One winner will not be at the award dinner Tuesday night (Nov. 23) . In fact, confined to Iran's notorious Evin prison, Mohammad Davari may not know that he has won an award, since he has been deprived of contact even with his family for more than eight months. Mr. Davari is being recognized by the Committee to Protect Journalists (CPJ) for his courage. But like his fellow honorees from Ethiopia, Russia and Venezuela, Mr. Davari probably would insist that he has done nothing extraordinary. Rather, all four of these first-rate journalists are heroes because they have sought to carry on the normal work of their trade in lands where truth is anathema to those in power.
Mr. Davari, 39, exposed on his Web site, Saham News, the torture that was taking place in a Tehran detention center. The revelations forced authorities to close the center but also earned Mr. Davari a five-year sentence for "mutiny against the regime."
Ethiopia's Dawit Kebede, 30, was jailed, too, for his fearless reporting on Ethiopia's 2005 election.
Nadira Isayeva, 31, edits the weekly Chernovik in Dagestan, a republic in southern Russia where violence and corruption are endemic. For seeking to report on both, Ms. Isayeva finds herself facing a possible jail sentence of five years for, among other ostensible crimes, "inciting hatred toward law enforcement officials."
And then there's Laureano Marquez, 47, who has been harassed and fined, as has been his newspaper, Tal Cual, for its gentle mockery of Venezuelan strongman Hugo Chavez.

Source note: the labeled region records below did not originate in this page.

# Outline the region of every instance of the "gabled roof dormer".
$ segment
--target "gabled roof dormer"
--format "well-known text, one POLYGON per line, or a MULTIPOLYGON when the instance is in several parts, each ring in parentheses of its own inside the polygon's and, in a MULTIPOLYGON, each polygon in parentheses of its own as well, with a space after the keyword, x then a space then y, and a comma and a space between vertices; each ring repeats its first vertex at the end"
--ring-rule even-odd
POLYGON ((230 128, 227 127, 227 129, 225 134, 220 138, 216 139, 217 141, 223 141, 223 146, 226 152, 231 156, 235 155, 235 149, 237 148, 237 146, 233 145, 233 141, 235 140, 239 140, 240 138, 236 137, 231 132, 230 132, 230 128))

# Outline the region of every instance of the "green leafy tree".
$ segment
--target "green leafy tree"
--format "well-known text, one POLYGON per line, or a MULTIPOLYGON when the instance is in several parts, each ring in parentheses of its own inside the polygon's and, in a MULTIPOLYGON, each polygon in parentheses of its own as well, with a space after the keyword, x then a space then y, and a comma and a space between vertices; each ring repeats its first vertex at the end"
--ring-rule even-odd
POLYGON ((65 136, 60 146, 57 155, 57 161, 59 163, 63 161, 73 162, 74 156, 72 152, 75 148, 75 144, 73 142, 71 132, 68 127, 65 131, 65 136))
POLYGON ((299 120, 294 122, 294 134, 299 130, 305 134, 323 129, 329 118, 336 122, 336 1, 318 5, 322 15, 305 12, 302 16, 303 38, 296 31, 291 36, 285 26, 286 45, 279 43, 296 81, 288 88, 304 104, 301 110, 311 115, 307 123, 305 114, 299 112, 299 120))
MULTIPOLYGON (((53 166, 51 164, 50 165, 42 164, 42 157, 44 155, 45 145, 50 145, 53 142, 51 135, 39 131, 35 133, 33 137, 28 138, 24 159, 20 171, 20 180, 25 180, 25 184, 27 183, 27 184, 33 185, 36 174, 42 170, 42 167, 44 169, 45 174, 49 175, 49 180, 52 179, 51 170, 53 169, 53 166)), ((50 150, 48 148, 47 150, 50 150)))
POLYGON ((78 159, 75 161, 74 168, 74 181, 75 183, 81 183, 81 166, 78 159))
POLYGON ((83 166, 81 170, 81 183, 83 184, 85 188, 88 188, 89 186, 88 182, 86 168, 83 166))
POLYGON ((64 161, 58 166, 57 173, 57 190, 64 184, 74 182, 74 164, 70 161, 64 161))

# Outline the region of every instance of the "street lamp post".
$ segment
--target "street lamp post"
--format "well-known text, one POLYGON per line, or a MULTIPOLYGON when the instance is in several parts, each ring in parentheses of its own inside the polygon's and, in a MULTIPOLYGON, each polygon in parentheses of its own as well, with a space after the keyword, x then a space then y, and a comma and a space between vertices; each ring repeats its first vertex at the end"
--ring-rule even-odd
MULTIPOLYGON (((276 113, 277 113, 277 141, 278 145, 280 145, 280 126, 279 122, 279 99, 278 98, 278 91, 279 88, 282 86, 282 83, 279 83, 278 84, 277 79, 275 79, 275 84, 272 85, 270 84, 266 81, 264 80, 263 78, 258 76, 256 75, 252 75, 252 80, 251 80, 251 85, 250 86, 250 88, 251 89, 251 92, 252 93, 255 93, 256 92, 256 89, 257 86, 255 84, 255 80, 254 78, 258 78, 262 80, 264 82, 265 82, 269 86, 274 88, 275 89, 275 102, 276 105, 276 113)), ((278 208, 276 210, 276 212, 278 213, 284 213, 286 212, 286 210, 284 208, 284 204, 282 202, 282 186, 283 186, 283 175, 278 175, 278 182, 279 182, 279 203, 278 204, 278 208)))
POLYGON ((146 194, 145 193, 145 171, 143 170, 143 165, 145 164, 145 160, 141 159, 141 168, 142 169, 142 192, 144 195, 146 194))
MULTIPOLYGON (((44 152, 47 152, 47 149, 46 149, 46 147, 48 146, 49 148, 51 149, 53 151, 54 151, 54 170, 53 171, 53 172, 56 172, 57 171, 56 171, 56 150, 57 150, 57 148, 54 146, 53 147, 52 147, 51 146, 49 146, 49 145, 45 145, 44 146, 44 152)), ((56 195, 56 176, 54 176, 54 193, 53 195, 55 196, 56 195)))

Both the Bush and Obama administrations have hesitated to criticize too loudly the strangling of freedom in Venezuela for fear of providing Mr. Chavez with fodder for his anti-U.S. propaganda. Mr. Marquez agrees that the strongman would seek to turn Washington's words against it, but he said Mr. Chavez's actions will be no less aggressive in the absence of honest criticism. "The worst thing that can happen when democracy and freedom are threatened is to keep silent," he said.